Frito-Lay’e kadar hep endüstriyel ürünler alanında çalıştım. Endüstriyel ürünlerle, müşteriyle yüz yüze gelerek, müşterinin ihtiyaçlarını öğrenip, ürünün bu ihtiyaçlara nasıl yanıt vereceğini anlatarak ürünü satıyorsunuz. Ancak Frito-Lay’de çok basit bir paket cips var. Bir paket cips ile ilgili ne konuşabilirsiniz? İşi yapmak için öncelikle ürünü benimsemek gerekiyor. Jim bana iş teklif ettiğinde, endüstriyel ürünlerle hızlı tüketim ürünleri arasında bir bocalama yaşadım.

Bunun üzerine Jim’le birlikte Frito-Lay’in İzmit Suadiye’deki fabrikasına gittik. Hijyene önem verilen, her şeyin mükemmel çalıştığı fabrikayı gördükten sonra patates cipsinin o kadar da basit bir ürün olmadığını anladım. Firito-Lay’de patatesin nasıl bir ürün olduğunu öğrendim. Endüstriyel patatesi yetiştirmek, korumak, saklamak, üretime sokmak ve cips elde etmek kolay değildi. Bütün bunları görünce ürünü sevdim.

Ama işe başlarken hızlı tüketim ürünleri sektörünü bilmiyordum. Jim, benim satışta çalışmamı istiyordu. İşi öğrenmek için iş geliştirme bölümüne girmek istedim.

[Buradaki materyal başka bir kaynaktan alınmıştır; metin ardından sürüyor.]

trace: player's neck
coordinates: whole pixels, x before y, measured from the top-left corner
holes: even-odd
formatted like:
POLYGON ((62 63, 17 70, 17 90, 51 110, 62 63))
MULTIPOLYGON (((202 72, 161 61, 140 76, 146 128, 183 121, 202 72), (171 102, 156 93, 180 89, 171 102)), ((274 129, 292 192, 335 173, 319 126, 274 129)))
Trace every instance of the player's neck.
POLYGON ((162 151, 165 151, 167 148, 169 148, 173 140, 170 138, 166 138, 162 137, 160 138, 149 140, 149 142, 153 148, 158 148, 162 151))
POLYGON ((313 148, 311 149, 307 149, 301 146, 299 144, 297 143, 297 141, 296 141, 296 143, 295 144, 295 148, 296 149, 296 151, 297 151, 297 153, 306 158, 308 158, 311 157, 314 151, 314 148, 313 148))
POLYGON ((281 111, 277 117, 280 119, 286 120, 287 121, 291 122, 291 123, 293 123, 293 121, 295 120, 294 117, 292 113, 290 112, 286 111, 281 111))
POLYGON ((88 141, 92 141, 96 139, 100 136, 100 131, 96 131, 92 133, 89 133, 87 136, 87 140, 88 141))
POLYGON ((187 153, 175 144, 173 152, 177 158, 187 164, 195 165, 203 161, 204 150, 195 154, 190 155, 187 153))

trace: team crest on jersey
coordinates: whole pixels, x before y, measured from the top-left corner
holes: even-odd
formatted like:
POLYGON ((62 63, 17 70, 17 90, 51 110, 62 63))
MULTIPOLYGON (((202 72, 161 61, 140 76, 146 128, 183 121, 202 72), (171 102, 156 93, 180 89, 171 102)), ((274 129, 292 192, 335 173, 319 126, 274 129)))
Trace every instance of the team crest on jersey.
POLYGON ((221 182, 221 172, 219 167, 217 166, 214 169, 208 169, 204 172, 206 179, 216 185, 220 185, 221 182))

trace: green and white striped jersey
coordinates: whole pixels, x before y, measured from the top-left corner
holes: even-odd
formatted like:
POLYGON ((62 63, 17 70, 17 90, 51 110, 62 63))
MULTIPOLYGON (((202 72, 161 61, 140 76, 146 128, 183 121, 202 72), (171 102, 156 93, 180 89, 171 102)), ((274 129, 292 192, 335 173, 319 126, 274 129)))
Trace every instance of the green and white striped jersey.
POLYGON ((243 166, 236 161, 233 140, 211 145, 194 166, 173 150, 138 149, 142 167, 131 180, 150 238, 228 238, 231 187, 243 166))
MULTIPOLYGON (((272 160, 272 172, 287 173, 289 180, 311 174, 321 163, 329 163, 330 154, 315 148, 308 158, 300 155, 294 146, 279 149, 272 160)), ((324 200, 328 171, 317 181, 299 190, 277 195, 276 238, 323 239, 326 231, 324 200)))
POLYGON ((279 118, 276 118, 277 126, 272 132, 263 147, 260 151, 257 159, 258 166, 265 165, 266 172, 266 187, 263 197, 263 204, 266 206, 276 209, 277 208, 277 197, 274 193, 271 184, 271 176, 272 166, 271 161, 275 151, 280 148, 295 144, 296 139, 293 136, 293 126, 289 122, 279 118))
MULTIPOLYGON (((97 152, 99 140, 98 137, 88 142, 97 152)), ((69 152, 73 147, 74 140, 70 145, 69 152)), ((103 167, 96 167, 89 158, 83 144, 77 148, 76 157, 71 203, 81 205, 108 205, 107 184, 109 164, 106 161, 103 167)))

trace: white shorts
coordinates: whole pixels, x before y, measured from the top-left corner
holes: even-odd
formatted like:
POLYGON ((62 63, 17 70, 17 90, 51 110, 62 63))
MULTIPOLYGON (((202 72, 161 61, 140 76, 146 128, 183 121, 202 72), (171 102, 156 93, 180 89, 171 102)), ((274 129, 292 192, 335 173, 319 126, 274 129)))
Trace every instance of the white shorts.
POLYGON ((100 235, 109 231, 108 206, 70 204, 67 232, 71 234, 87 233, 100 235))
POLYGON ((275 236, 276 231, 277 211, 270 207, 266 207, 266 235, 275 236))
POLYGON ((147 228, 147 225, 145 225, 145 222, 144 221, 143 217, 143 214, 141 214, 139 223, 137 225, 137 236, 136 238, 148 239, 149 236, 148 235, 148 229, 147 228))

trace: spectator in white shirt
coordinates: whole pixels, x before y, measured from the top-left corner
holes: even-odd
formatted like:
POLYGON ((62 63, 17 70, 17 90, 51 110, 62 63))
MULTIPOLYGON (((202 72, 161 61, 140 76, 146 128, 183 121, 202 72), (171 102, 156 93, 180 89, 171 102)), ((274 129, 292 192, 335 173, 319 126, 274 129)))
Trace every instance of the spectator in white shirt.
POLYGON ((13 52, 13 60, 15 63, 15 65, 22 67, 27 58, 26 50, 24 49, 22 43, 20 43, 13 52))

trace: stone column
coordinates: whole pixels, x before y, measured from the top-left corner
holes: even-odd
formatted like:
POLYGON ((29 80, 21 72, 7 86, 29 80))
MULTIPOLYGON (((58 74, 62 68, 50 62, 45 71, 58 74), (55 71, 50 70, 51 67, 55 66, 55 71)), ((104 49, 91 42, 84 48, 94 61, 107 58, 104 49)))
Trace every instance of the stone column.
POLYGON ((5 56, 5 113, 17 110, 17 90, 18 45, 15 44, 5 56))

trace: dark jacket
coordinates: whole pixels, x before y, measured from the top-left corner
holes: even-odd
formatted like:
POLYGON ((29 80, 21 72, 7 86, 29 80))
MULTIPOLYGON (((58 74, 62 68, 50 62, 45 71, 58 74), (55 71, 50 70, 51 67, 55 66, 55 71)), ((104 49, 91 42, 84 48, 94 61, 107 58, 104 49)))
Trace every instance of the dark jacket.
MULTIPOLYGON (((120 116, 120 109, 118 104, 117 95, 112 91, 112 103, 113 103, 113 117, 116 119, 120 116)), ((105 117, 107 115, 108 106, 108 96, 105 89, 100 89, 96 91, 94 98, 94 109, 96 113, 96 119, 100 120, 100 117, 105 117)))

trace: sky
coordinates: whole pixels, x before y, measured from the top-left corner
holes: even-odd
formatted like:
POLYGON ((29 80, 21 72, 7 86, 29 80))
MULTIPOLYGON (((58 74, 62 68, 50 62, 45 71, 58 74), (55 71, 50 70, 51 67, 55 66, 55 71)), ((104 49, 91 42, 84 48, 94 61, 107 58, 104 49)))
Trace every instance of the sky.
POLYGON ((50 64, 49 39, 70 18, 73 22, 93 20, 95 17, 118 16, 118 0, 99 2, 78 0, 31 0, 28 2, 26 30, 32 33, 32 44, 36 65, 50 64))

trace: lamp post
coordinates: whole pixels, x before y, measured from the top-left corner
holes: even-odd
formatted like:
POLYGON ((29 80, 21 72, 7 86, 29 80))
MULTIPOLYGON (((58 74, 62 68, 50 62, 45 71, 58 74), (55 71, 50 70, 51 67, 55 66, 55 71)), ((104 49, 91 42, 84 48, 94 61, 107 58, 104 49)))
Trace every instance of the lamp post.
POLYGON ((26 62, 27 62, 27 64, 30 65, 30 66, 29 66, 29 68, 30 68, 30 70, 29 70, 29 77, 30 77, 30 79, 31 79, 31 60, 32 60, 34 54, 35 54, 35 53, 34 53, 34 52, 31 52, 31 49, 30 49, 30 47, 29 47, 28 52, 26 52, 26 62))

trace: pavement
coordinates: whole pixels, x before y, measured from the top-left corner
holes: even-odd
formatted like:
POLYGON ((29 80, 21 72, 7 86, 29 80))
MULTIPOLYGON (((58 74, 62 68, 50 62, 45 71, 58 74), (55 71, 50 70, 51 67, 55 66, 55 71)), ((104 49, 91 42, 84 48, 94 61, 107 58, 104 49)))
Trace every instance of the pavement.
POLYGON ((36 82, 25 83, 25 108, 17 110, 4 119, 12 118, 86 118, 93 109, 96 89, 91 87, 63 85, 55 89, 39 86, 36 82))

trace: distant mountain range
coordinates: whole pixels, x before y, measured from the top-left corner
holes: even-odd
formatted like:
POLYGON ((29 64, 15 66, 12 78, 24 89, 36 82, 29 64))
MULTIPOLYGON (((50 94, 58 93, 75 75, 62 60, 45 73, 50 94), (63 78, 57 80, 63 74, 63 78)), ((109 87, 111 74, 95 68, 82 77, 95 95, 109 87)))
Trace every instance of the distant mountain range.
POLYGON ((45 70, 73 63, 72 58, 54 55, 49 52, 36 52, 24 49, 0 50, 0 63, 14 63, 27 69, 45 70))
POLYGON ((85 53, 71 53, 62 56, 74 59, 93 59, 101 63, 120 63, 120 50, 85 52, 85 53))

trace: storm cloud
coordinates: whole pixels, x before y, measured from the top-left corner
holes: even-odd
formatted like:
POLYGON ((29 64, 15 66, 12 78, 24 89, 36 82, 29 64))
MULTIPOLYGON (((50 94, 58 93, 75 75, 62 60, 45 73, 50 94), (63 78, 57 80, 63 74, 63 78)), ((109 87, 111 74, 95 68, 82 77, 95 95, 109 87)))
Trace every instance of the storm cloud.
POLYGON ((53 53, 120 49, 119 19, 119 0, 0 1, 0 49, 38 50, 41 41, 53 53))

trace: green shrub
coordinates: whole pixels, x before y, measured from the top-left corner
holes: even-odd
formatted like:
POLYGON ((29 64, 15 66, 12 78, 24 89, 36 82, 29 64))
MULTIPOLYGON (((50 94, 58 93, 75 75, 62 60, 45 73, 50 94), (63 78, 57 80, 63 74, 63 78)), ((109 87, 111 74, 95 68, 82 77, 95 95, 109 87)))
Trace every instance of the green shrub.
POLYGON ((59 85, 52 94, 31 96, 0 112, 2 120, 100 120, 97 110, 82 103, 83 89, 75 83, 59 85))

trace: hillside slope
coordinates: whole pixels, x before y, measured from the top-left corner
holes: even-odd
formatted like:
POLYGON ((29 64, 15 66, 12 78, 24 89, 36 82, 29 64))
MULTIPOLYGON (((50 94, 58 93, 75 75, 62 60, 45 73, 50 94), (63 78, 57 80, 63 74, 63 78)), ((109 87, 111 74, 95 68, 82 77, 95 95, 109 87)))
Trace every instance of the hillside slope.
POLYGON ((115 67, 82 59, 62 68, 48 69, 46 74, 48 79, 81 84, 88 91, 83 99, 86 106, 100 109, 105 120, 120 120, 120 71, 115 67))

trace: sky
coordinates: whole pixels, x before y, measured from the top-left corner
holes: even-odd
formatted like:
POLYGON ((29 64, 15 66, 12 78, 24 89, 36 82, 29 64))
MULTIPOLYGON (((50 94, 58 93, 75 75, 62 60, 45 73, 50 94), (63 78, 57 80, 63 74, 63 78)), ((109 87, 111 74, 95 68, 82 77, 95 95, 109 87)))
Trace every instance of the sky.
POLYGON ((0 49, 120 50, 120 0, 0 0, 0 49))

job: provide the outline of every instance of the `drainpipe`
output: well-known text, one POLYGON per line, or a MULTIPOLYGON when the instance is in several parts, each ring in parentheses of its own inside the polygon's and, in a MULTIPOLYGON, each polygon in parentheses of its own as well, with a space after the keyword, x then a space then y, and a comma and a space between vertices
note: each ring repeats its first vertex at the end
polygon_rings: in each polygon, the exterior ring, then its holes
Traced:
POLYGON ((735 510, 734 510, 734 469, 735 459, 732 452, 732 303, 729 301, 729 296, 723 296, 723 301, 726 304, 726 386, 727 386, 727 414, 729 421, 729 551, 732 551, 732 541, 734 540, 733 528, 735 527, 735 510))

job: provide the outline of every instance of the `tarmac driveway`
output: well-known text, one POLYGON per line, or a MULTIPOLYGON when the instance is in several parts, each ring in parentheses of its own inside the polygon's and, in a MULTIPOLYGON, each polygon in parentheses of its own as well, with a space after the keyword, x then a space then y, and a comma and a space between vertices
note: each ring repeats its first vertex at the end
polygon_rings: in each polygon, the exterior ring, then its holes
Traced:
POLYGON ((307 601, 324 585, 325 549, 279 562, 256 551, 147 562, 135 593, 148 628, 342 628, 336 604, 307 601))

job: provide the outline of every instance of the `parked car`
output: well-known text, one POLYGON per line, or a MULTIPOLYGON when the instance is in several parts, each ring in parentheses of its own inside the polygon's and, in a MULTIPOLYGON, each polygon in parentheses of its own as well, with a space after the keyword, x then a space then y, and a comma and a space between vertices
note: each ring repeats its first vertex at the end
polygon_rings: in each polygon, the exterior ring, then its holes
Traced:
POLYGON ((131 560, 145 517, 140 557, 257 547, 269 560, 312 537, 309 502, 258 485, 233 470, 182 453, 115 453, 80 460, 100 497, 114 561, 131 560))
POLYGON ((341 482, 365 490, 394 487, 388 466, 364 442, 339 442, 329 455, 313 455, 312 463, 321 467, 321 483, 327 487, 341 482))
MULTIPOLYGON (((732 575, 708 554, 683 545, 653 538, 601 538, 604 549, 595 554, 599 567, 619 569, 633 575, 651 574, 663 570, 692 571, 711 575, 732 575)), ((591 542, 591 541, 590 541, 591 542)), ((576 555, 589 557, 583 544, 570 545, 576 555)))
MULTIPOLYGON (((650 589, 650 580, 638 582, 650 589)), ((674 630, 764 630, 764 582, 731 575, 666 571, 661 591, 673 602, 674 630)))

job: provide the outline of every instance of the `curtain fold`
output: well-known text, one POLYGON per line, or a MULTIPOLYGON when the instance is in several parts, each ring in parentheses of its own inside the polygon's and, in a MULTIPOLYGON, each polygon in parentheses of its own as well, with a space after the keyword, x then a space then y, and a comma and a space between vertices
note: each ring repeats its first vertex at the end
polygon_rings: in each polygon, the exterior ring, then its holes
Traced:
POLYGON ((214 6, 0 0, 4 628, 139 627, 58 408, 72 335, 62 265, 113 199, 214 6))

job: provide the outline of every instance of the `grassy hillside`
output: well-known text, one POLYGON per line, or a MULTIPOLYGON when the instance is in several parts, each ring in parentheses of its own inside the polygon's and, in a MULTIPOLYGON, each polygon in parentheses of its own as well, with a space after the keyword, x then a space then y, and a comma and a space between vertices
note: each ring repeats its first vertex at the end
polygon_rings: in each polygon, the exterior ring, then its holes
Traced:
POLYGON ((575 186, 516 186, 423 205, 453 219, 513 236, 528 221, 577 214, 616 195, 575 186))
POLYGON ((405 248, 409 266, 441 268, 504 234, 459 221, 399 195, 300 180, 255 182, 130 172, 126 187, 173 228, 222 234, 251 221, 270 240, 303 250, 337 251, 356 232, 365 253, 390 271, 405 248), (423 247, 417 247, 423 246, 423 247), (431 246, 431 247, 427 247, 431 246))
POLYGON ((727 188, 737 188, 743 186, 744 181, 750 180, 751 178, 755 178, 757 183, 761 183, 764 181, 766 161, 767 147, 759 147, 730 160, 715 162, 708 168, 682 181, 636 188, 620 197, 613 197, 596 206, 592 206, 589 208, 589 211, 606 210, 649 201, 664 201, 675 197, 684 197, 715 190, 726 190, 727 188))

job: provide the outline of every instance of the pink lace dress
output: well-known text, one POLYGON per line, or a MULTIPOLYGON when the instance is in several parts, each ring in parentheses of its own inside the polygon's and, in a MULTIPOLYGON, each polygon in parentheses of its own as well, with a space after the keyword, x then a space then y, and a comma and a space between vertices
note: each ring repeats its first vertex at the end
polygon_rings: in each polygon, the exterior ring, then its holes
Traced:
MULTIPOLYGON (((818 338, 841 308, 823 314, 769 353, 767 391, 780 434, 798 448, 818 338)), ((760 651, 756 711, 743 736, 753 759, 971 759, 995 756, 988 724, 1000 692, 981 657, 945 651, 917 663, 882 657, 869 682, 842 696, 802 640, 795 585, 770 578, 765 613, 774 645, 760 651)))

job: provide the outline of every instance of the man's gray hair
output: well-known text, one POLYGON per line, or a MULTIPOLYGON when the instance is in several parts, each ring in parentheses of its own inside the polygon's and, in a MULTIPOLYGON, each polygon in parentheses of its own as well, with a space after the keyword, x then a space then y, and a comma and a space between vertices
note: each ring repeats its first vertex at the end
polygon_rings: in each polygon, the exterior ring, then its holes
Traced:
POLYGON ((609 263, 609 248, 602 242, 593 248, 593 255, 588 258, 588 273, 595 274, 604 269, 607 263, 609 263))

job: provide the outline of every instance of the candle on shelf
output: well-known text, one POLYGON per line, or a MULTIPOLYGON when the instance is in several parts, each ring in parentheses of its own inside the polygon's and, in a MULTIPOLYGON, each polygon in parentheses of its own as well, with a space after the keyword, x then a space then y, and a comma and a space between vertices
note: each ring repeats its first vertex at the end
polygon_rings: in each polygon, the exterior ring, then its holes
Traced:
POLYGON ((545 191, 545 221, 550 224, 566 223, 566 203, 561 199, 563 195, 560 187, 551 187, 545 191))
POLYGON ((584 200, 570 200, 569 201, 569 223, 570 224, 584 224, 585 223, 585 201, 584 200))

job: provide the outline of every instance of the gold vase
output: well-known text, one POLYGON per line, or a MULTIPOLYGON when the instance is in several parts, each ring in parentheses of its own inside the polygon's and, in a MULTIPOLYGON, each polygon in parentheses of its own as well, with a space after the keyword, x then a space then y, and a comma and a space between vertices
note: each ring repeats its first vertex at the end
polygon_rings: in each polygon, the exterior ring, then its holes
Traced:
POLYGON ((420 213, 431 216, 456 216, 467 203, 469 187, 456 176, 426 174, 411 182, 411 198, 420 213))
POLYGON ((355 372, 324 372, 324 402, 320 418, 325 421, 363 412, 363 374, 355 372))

Ancak 1999’da deprem oldu ve fabrikanın iç duvarları yıkıldı. Fabrika üç ay üretim yapamadı. 38 bin müşterimizi kaybettik. Satış noktalarından çıkmak zorunda kaldık. Bu sürecin sonunda Jim’in isteği üzerine satışın başına geçtim. Fabrika tekrar çalışmaya başladı. Ekibi toplayıp satış ivmesini ve pazar payını arttırmam gerekiyordu.

Ama satıştaki kişilerin hepsi temelden yetişmiş, tecrübeli kişilerdi. Satış müdürleri beni dinlememeye başladılar. Ben de bu işi temelinden öğrenmek için Türkiye’ye çok benzer bir ülke olan Meksika’ya gittim. Meksika’da satış elemanları ve satış şefleriyle birlikte sahaya çıktım. Paket taşıdım. Stant kurdum, promosyon malzemelerini dizdim. Orada üç hafta kaldım ve Türkiye’ye bilgi edinmiş olarak döndüm. Sıra, satış müdürleriyle anlaşmaya gelmişti. Bir gün konuşmak için ekibi topladım. Çeşme’de deniz kenarına gittik. Onlara, “Siz beni sevmiyorsunuz, ben sizi sevmiyorum. Siz bana güvenmiyorsunuz, ben size güvenmiyorum. Ama bu sorunu çözmek zorundayız. Çünkü biz bir ekibiz” dedim. Herkes her şeyi rahat rahat konuştu. Sonunda çok iyi bir ekip olduk.

Cips adedini düşürdük, kâr ettik  

Suudi Arabistan’da çalışmaya nasıl başladınız?  

Suudi Arabistan’a gitmemin nedeni 2001’deki ekonomik krizdi. Eşim Belçika’daydı, kızım ABD’de okuyordu. Türk Lirası yüzde 46 erimişti ve benim paraya ihtiyacım vardı.  O dönemde Mısır ve Suudi Arabistan’da şirket satın alması olmuştu. Suudi Arabistan’a gitmek istemiyordum. Black&Decker’da üç haftalık bir tecrübem olmuştu. Müslüman yönetici olduğum için beni Suudi Arabistan’a göndermişlerdi. O dönemde kendi kendime, bir daha o ülkeye gitmeyeceğim diye söz vermiştim.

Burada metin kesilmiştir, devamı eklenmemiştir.